A finite version of the problem might be more tractable. What shape minimizes surface area if the foam contains only finitely many bubbles of equal volume? If there is a single bubble, the problem is the classical isoperimetric problem. The sphere uniquely minimizes the area of a surface enclosing a given volume. The problem of two bubbles, known as the double bubble conjecture, was solved only recently by J. Hass, M. Hutchings, and R. Schlafy.(The double bubble conjecture, Electron. Res. Announc. Amer. Math. Soc. 1 (1995), no. 3, 98-102.) The problem for more than two bubbles is still unsolved.

The Kepler conjecture and the Kelvin problem are both special cases of a more general foam problem. Phelan and Weaire ask us to imagine that the soapy film walls have a measurable thickness. We interpolate between the Kepler and Kelvin problems with a parameter $w$ (measuring the wetness of the film) that gives the fraction of space filled by the thick film walls, and $1-w$ is the fraction filled by the cavities. If the foam is perfectly dry, then $w=0$, and the film walls are surfaces. The Kelvin problem asks for the most efficient design. When the foam becomes sufficiently wet, $w$ is close to $1$, and the cavities of the foam can be independently molded. The isoperimetric inequality dictates that they minimize surfaces area by forming into perfect spheres. The Kepler problem asks for the smallest value of $w$ for which every cavity is a perfect sphere.

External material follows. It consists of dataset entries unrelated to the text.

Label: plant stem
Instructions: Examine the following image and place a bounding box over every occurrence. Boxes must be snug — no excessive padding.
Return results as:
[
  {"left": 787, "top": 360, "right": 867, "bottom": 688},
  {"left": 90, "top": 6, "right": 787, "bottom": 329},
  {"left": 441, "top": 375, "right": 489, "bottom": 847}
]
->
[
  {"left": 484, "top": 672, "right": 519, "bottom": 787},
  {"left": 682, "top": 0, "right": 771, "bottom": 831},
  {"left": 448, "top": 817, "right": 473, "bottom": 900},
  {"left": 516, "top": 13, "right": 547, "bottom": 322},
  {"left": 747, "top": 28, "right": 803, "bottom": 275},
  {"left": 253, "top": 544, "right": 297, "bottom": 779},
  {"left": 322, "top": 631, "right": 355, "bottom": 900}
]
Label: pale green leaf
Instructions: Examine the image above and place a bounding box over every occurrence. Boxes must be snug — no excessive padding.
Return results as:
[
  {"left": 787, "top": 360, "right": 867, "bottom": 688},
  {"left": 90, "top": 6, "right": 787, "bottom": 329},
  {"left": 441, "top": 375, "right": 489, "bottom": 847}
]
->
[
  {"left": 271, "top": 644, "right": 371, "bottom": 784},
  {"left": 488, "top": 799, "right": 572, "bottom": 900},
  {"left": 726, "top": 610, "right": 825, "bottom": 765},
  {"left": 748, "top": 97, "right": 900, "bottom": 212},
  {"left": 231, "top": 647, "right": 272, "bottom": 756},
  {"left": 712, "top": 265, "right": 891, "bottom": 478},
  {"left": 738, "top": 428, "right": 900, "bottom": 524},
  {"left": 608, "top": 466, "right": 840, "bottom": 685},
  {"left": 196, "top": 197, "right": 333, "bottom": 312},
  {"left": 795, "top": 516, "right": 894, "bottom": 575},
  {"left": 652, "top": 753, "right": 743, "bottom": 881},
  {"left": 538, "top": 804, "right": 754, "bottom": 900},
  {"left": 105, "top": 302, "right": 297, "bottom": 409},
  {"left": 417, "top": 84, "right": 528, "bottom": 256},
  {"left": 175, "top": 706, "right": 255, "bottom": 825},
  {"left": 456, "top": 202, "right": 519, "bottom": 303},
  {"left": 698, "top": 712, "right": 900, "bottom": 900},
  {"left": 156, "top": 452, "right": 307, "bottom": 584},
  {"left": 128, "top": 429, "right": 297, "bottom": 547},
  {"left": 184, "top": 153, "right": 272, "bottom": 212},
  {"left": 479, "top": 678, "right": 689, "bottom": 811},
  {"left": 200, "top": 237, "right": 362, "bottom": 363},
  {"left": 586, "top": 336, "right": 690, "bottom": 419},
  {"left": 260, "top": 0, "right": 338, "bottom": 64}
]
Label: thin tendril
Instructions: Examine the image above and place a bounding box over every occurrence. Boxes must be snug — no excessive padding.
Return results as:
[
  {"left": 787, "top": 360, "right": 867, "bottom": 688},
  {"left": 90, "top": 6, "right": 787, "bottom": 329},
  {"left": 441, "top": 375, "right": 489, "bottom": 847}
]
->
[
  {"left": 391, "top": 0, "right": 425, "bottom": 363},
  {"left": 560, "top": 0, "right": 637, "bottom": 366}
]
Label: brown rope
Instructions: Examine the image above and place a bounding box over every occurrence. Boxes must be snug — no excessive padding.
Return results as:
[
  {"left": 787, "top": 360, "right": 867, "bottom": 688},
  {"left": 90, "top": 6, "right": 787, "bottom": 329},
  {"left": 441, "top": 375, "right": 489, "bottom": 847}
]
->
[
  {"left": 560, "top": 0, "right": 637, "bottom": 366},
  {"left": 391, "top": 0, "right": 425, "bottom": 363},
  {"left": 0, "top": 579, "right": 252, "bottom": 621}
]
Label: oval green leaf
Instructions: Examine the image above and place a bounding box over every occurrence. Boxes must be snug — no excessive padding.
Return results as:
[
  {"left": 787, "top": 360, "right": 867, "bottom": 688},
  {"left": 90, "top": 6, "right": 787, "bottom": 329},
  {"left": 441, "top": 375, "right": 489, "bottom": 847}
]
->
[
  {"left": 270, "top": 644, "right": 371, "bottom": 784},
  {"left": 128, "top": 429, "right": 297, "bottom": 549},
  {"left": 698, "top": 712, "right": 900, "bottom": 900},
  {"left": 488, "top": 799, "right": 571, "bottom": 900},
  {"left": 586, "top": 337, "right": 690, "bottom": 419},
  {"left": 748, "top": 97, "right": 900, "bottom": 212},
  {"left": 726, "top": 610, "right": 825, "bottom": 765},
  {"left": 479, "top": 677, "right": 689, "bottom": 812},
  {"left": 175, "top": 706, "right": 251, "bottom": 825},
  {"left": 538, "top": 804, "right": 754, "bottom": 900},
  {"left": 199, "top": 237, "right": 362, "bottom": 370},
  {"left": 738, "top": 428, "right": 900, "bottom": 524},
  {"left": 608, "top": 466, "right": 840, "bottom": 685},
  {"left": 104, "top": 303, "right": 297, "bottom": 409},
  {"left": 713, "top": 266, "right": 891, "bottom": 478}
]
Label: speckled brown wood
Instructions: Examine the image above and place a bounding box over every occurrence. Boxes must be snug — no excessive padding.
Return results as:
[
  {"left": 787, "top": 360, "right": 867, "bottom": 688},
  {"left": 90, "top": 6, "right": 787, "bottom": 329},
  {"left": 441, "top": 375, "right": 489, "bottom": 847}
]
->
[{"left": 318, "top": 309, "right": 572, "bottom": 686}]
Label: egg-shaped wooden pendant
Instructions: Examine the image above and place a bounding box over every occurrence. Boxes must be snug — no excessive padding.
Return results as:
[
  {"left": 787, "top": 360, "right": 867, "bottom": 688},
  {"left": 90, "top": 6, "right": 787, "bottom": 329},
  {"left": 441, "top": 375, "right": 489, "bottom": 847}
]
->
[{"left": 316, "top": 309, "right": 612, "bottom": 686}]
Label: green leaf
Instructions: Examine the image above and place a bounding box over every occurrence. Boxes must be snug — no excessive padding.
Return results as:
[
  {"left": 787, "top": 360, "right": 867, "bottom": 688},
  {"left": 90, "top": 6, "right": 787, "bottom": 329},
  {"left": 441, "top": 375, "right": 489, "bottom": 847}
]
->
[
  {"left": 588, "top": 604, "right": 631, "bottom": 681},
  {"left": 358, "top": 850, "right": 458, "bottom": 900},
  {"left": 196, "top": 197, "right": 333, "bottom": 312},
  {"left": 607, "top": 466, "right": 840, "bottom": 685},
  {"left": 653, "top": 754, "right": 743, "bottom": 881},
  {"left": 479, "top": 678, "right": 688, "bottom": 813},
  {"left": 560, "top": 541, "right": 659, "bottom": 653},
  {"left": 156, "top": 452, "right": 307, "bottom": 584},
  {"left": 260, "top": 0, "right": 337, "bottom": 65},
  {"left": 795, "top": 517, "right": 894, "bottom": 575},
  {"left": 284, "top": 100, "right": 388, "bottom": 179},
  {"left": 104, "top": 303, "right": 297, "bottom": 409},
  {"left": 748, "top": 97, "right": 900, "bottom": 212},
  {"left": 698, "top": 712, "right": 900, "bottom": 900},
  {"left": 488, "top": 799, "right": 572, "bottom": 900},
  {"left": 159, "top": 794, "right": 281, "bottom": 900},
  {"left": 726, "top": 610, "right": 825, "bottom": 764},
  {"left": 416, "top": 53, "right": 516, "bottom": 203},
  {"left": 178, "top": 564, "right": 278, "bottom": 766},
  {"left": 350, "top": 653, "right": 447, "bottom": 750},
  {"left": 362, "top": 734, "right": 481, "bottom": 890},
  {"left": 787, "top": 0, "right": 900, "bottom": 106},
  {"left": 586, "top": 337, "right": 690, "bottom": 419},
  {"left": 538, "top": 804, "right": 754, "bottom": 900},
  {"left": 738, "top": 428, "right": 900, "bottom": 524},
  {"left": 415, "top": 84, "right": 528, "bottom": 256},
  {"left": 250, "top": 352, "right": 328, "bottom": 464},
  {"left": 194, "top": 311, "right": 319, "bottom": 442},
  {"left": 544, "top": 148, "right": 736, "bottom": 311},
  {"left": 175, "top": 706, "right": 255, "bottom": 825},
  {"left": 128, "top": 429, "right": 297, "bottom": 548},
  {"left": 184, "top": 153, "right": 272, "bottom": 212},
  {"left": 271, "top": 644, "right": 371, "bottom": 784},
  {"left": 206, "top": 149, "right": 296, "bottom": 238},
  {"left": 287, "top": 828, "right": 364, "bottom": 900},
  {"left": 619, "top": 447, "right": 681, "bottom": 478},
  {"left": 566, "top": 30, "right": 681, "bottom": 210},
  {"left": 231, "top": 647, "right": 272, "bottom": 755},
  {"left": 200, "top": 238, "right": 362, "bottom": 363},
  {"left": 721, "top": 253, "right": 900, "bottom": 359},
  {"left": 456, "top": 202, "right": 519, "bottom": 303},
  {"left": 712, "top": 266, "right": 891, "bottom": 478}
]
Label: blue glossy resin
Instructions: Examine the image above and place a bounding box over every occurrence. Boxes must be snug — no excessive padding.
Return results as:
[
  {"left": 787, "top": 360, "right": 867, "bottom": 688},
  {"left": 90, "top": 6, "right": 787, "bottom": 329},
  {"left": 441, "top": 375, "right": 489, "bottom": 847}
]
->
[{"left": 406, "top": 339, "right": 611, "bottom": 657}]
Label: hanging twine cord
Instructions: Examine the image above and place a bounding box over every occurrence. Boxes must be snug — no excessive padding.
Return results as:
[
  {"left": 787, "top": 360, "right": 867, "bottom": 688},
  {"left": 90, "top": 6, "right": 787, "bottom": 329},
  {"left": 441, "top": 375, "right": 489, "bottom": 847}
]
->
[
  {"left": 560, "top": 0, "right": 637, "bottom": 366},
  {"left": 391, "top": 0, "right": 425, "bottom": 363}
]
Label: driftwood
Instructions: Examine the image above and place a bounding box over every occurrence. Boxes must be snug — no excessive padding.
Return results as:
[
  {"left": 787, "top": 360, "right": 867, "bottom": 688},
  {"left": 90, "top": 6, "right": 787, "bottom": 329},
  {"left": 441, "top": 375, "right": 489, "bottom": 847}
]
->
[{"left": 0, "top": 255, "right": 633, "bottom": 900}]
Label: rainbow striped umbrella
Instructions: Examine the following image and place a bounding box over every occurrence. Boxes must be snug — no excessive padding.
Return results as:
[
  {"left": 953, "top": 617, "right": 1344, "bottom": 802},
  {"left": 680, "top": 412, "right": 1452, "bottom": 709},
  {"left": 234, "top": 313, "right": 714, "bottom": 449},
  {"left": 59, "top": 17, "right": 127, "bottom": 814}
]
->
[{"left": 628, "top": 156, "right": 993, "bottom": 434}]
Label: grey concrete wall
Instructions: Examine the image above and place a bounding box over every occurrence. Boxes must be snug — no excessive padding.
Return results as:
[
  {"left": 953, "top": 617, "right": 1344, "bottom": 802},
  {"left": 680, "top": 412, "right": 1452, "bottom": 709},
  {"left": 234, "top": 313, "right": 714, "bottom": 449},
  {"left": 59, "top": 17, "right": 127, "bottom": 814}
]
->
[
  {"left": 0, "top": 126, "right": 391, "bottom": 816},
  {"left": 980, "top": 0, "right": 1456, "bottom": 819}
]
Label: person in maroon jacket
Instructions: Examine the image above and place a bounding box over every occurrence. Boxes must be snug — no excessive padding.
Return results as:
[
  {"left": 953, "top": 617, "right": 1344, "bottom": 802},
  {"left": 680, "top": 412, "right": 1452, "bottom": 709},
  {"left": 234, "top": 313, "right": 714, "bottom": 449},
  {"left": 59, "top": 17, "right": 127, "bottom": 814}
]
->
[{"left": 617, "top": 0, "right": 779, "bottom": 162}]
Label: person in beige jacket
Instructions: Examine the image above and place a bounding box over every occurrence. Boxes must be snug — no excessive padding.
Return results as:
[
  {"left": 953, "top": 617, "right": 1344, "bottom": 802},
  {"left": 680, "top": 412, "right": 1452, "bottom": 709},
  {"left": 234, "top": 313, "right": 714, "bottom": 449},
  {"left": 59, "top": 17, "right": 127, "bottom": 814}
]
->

At this time of renewed interest in Hilbert's problems, many mathematicians are proposing new lists of problems. My submission to Hilbert's millennial list is the Kelvin problem. It has a rich history. Its solution will require new ideas from geometric measure theory. Frank Morgan predicts that the Kelvin problem might take a century to be solved. For starters: does an optimal solution exist?